Однако обещание матери не пригонять Рыжонку с пастбища раньше указанного часа я сдержал. Приводил ее к Правикову пруду, который находился недалеко от Гаевской горы, только в полдень, чтобы попоить, и затем снова угонял на прежнее место до самого вечера.
В какой-то из таких дней заметил, что Рыжонка пасется неохотно, вяло, тяжело носит широко раздувшимися боками, вздрагивает, когда внутри под этими боками ворохнется что-то настойчиво-нетерпеливое, то и дело ложится отдыхать. И когда с легким стоном легла в очередной раз, откинула далеко назад голову, мученически расширила глаза и выпустила кончик зажатого в зубах языка, и когда позади нее вдруг возник большой прозрачный пузырь, я так испугался, что заорал на всю степь, напугал этим криком Жулика так, что он ударился в село, далеко опережая меня, устремившегося со всех ног туда же.
Был обеденный час, когда добежал до своих ворот.
— Мам... Ма-а-а-ма!.. Родненькая-а-а! — орал я, не находя деревянной вертушки, чтобы открыть калитку.
— Что, что случилось? — всполошился отец, а мама, выскочившая во двор вместе с ним, сперва помутнела, потом вобрала голову в плечи, как бы ожидая страшного удара.— Что, что случилось?.. Говори же поскорее, паршивец! — кричал отец.
Но мне не хватало воздуху. Я ловил его раскрытым ртом, с трудом выдавливая из себя:
— Рыж... Рыжонка помирает...
— Как помирает? Что ты мелешь?..
— Она лежит, а из нее... большой-пребольшой пузырь!..
Если б я мог соображать что-либо в тот час, я бы, наверное, удивился, что последние мои слова не только не напугали еще больше мать и отца, а произвели обратное действие. Услышав их, родители переглянулись понимающе.

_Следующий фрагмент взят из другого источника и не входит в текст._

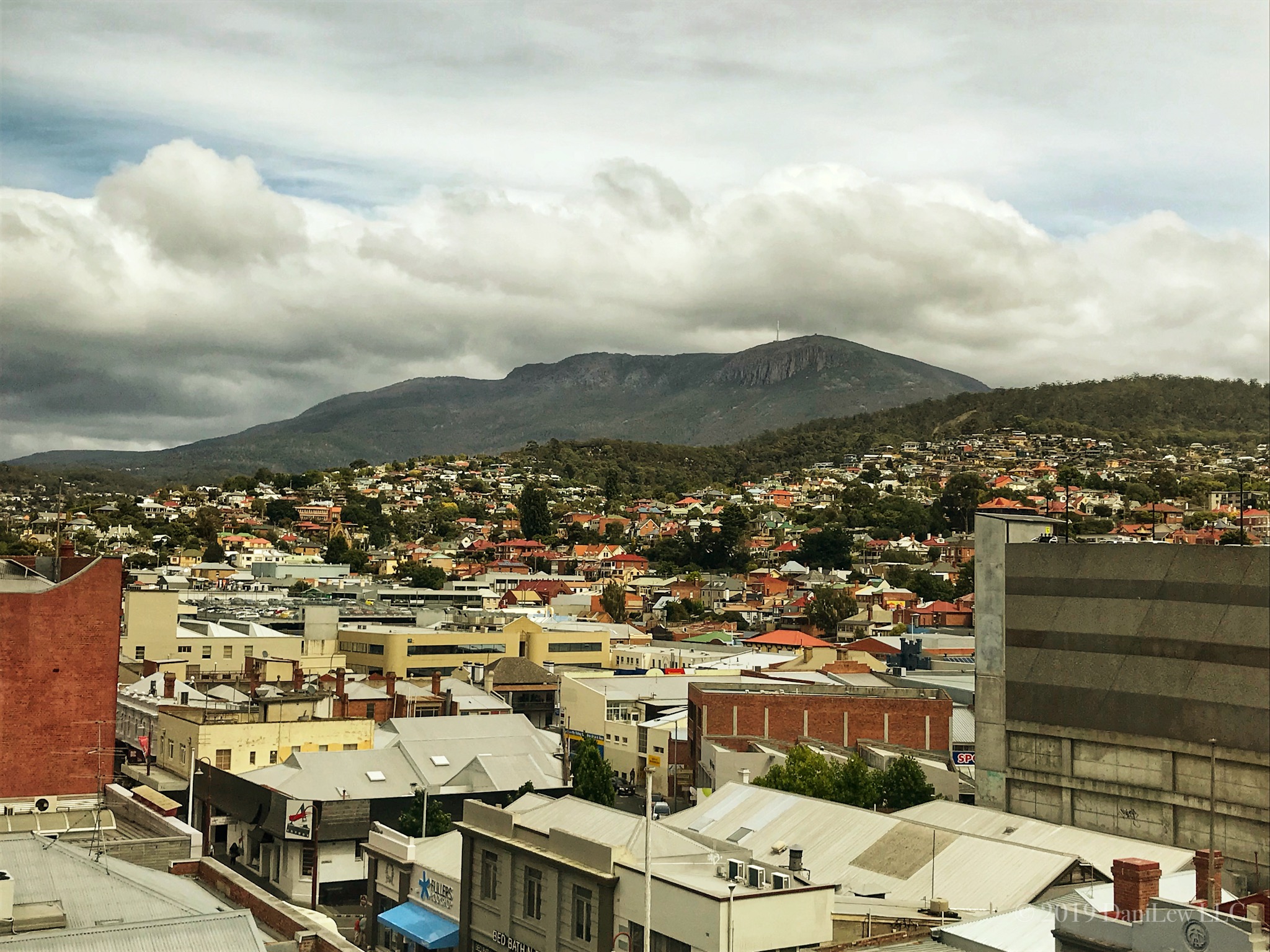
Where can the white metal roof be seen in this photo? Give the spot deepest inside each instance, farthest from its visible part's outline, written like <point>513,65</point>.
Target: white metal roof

На лице матери мертвенная бледность уступила робкому румянцу, на воспаленно-сухих глазах появились слезы откровенной радости. Сперва нерешительная, улыбка на ее лице разливалась все шире, и теперь уже мама как бы сама вся светилась, что бывало с нею в минуты редкого счастья. Она заторопилась:
— Запрягай поскорее Карюху, отец!
Часом позже мы везли от Гаевской горы еще мокренького теленка. А за телегой, не отставая ни на шаг, бойко шла Рыжонка, хотя быстрому ее шагу мешало огромное вымя, к которому она так и не успела подпустить свое дитя.
Впереди, как ему и полагалось, бежал Жулик и лаял на все стороны, готовый защитить то, что находилось в телеге. Пес все-таки успел лизнуть скользкое копытце теленка, когда его забирали у Рыжонки, и на этом основании мог считать себя причастным к совершившемуся, определенно важному для его хозяев событию.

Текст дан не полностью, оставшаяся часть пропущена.